Conçue par deux artistes français, l’installation masculine Poésie est présentée à Montpellier sous la forme d’un cercueil noir de 8,5 m de long et 4 m de haut.

Un tunnel sombre, deux murs d’écrans vidéo, des regards lubriques, des propos déplacés… Montpellier accueille poésie masculineun simulateur de harcèlement de rue qui permet aux hommes de vivre l’un des types de violence à l’égard des femmes les plus courants mais les plus difficiles.

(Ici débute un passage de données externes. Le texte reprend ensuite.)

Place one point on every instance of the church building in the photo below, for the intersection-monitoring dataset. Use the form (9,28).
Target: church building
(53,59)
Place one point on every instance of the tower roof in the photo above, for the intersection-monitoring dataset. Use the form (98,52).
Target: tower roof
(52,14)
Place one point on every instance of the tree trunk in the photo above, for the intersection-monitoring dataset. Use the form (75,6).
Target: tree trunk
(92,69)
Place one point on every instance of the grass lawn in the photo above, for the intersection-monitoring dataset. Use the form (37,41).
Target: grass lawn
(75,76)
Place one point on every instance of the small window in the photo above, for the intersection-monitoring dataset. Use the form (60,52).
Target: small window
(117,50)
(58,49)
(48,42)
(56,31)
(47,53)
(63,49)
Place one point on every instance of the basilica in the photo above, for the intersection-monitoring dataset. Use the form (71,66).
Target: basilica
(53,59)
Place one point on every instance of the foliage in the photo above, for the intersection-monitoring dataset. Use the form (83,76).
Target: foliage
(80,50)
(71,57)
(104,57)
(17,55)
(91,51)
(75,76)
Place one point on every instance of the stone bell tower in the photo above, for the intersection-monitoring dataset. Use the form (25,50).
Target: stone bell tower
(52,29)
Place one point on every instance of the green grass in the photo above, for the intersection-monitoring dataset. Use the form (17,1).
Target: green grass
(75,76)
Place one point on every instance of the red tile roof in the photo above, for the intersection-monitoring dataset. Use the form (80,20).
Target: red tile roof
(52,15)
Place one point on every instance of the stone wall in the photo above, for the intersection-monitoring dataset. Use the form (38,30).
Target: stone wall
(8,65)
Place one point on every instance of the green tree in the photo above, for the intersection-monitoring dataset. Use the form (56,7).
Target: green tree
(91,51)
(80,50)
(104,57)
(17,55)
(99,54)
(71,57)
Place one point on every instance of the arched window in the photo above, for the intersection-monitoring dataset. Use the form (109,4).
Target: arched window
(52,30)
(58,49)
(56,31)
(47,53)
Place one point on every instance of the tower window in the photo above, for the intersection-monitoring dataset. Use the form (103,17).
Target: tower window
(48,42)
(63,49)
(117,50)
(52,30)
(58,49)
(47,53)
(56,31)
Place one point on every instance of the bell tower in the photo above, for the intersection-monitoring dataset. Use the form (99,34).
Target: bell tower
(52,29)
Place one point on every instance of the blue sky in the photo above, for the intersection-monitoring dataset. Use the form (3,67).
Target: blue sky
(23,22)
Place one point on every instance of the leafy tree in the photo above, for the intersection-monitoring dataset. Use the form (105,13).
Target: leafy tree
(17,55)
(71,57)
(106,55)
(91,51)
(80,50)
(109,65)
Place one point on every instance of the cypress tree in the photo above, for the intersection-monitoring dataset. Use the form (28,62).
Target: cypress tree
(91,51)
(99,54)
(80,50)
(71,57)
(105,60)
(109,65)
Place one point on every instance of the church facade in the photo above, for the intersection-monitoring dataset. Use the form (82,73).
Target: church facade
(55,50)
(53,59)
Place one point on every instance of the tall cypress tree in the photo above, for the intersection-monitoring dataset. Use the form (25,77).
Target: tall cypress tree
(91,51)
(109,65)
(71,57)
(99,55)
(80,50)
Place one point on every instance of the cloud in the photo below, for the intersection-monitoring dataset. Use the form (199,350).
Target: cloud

Imaginé pendant le confinement par un couple d’artistes numériques montpelliérains, Frédéric Durieu et Nathalie Erin, associés à l’annonceur belge Gilles de Boncourt, le dispositif débarque pour la première fois en France, après avoir été montré à Bruxelles. Il ressemble à un immense cercueil noir de 8,5 m de long et 4 m de haut, derrière lequel se cache une salle de contrôle technique sophistiquée. Vous y entrez en soulevant un drap. Dans le noir, sur les écrans, des silhouettes d’hommes apparaissent à gauche et à droite. En se déplaçant, grâce à des capteurs, des regards insistants suivent leur proie. « Approcher», «je te veux», «Et si on allait chez moi ?», «petite pute»… Les injonctions et les mots crus fusent. Puis, une voix de femme, de plus en plus ferme :Je suis ta sœur, je suis ta femme, je suis ta fille, je suis ta mère… Arrête ta poésie masculine !elle ordonne.

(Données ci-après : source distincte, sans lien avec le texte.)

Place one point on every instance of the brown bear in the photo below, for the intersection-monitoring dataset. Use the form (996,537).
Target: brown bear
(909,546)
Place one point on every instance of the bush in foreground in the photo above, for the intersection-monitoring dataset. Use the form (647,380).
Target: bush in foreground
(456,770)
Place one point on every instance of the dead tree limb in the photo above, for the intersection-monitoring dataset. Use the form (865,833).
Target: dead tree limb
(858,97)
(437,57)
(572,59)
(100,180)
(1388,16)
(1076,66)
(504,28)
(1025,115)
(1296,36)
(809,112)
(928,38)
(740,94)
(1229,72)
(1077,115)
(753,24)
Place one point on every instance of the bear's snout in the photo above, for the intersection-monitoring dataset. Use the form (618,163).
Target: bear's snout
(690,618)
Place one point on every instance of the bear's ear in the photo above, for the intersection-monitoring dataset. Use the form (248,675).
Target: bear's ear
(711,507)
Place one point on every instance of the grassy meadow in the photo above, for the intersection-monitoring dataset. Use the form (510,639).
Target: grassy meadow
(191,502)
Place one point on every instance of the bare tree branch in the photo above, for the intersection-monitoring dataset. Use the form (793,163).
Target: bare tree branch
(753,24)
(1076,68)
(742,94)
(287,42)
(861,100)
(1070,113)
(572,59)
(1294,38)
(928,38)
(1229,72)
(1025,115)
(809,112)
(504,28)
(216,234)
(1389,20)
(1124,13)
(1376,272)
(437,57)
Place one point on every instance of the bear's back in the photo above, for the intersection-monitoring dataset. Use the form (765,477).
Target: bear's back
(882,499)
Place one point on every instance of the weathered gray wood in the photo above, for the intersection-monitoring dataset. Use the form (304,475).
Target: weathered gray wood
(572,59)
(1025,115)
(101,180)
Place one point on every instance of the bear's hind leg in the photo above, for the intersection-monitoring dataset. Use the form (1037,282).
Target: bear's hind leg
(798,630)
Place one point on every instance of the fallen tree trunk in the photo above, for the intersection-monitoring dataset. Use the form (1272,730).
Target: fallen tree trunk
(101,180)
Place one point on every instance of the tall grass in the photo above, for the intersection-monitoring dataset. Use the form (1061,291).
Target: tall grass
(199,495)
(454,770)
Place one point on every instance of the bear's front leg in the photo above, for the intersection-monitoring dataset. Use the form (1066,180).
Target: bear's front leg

L’expérience, qui dure exactement 5 minutes, peut sembler oppressante pour les femmes, à qui elle peut rappeler des scènes de la vie réelle, mais devrait servir de révélateur pour les hommes, explique l’un des créateurs, Frédéric Durieu. A la sortie, hommes et femmes sont invités à partager leurs réactions.

« Un des jeunes rencontrés lors de la conception, qui a avoué l’avoir fait, nous a expliqué qu’il y a une sorte de surenchère, comme la poésie déplacée. Nous avons trouvé plus élégant de dire « Arrêtez votre poésie masculine ! plutôt que « Arrête, gros cochon !+. Notre objectif caché est de le faire passer dans le langage courant», ajoute le plasticien.

Pendant une dizaine de jours autour du 25 novembre, Journée internationale de lutte contre les violences faites aux femmes, les publics cibles (lycéens, policiers, membres d’associations de quartier, etc.) se succèdent dans l’ancienne mairie de Montpellier où le simulateur a été installé. « La réalité peut être encore plus dure, allez plus loin dans l’exposition, mais ça reste très réaliste», a estimé après la visite Zouhir Bensalem, contrôleur à la société de transport de l’agglomération (TaM). « Peut-être que ça déclenchera quelque chose chez les gens qui se sont réservés pour alerter sur des situations et qui là vont prendre leurs responsabilités en disant : Stop, on ne veut plus ça« , il espère. Sa collègue Stéphanie Ballin juge que «chacun vivra la simulation avec ses propres ressentis, selon son caractère mais aussi son vécu« .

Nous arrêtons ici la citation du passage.